How can credit card companies afford to offer big sign-up bonuses?
It is a numbers game. How many people will sign up for a certain promotion, how much will they charge over a six-month period, how long will this customer continue to keep and use this account, what is the probability that they will pay off their account in full each month, and will they have a big unpaid balance and accrue late fees and interest? The answer to this type of equation is often used to answer the question.
A more simplistic answer is found in exploring debt, interest and late fees. Credit card companies make money off of every transaction from the fees that are charged to businesses for accepting a card. However, card companies make the most money when consumers do not pay their balance in full each month. In the U.S., the average credit card debt is over $5,000 (Ana G, 2017), with those who have the lowest incomes accruing the highest amount of debt.
Thus, credit card companies can easily afford to offer big sign-up bonuses based on the assumption that a very high percentage of cardholders will not pay off their bill in full each month -- thus, making money for the credit card company. The reality is that our economy is transitioning from a paper-based transaction economy to an electronic payment-based economy. Consider all of the different methods of electronic payment and how these easy payment methods increase the demand and usage rate of credit cards.
How important are limited-time promotions to credit card application rates?
Limited-time promotions provide quick bursts of cash for the credit card company and are an easy strategy to increase the number of cardholders. These types of promotions are especially attractive to consumers when there are no membership fees or if the fee is waived for six months to a year. A savvy consumer would use the no-fee card and close the account at the end of the promotion (i.e., no annual fee) period. The problem is that many consumers forget to close the account and are automatically charged the membership fee at the end of the promotional period. Then, since they have paid for a year of card usage they will continue to use the card and increase the unpaid balance (i.e., earning more money for the credit card company). At the end of a year, when a new promotion from a new carrier arrives (hopefully one that offers a zero-transfer fee), the consumer will close the current account and switch to the new card -- thus, the cycle continues.
Are bonus-seekers good customers for credit card companies?
Bonus seekers are often referred to as “cherry pickers.” These are customers who shop for the best deal, in this case a special bonus, but they are not loyal customers. Cherry pickers will quickly close one credit card account and move to another card for a better deal. Bonus-seekers are often more loyal to airlines (if they usually fly using one carrier), and when they earn other incentives such as cash back.
These types of customers can be good for credit card companies because they help build spikes in new card openings. However, there must be a new promotion to counter the effect of customers who leave.
What does the value of credit card sign-up bonuses tell us about the economy?
You can interpret this as either a positive or a negative sign. A few of the positive implications include consumer confidence (i.e., a consumer might charge more when they believe they will be able to pay for their purchases). An increase in credit card sign-up also helps the overall GDP (i.e., more goods and services are purchased and the impact of these purchases on various members of the delivery channel).

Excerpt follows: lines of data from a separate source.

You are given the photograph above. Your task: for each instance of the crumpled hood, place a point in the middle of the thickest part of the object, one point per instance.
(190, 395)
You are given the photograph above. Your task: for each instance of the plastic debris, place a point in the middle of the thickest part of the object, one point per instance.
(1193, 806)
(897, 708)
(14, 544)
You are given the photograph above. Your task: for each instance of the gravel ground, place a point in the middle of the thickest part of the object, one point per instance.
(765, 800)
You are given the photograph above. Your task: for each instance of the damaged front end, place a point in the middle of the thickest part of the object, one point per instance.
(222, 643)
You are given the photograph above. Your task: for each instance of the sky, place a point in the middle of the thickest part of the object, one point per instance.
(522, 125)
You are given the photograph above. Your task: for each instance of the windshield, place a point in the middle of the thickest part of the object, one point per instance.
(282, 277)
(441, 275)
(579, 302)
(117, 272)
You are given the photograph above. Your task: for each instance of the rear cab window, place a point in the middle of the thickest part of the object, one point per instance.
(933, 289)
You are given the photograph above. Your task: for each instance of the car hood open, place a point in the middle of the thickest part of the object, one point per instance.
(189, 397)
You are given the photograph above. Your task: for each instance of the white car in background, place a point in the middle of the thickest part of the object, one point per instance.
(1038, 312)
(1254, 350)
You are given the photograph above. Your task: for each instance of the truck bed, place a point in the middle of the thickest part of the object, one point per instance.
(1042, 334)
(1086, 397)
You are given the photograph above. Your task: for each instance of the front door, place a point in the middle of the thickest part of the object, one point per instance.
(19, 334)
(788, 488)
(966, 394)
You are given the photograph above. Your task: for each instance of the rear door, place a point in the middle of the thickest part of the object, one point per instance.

Increased acceptance of credit card sign-up bonuses might also signal a weak economy. A quick study of the income brackets that have the highest amounts of credit card debt reveal that lower-wage earners have higher levels of credit card debt than higher-wage earners. For many consumers in lower income brackets, their salary has not kept up with the increased cost of goods and services, especially housing and medical costs. If lower-wage earners are opening new credit card accounts more frequently, it is a signal that the economy is weak. Those with large amounts of debt will open additional cards and take advantage of credit sign-up bonuses because they believe this is a good financial strategy.

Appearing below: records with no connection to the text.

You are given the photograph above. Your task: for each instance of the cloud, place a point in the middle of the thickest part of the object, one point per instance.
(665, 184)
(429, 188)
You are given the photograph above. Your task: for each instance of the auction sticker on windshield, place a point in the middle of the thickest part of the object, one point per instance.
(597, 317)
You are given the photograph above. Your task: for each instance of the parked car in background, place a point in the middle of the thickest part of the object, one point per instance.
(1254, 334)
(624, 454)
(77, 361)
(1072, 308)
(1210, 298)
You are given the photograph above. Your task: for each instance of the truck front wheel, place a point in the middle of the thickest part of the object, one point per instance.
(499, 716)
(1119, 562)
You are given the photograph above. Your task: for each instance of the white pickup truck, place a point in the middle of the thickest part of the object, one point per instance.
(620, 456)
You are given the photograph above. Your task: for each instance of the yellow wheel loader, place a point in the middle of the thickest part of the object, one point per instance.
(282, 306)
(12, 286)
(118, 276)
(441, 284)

We live in a world where a credit card helps consumers purchase what they need and want now. As our economy continues to move to a cashless economy, the need for credit cards will increase. The increase in online shopping has also contributed to credit card debt. Consumers want more and purchase more than they have in previous time periods. The Internet increases consumers’ exposure to products and services and provides a quick and easy method of purchase. Thus, online shopping has increased impulse shopping, credit card usage, and debt.
The oldest group of Baby Boomers (i.e., those over 60) and members of the silent generation (i.e., those over 75) have the least amount of debt (Willims, 2018). Consumers in these age groups have fewer needs (they are beyond the expensive stage of raising a family) and often have a different view toward credit card debt (i.e., debt is bad).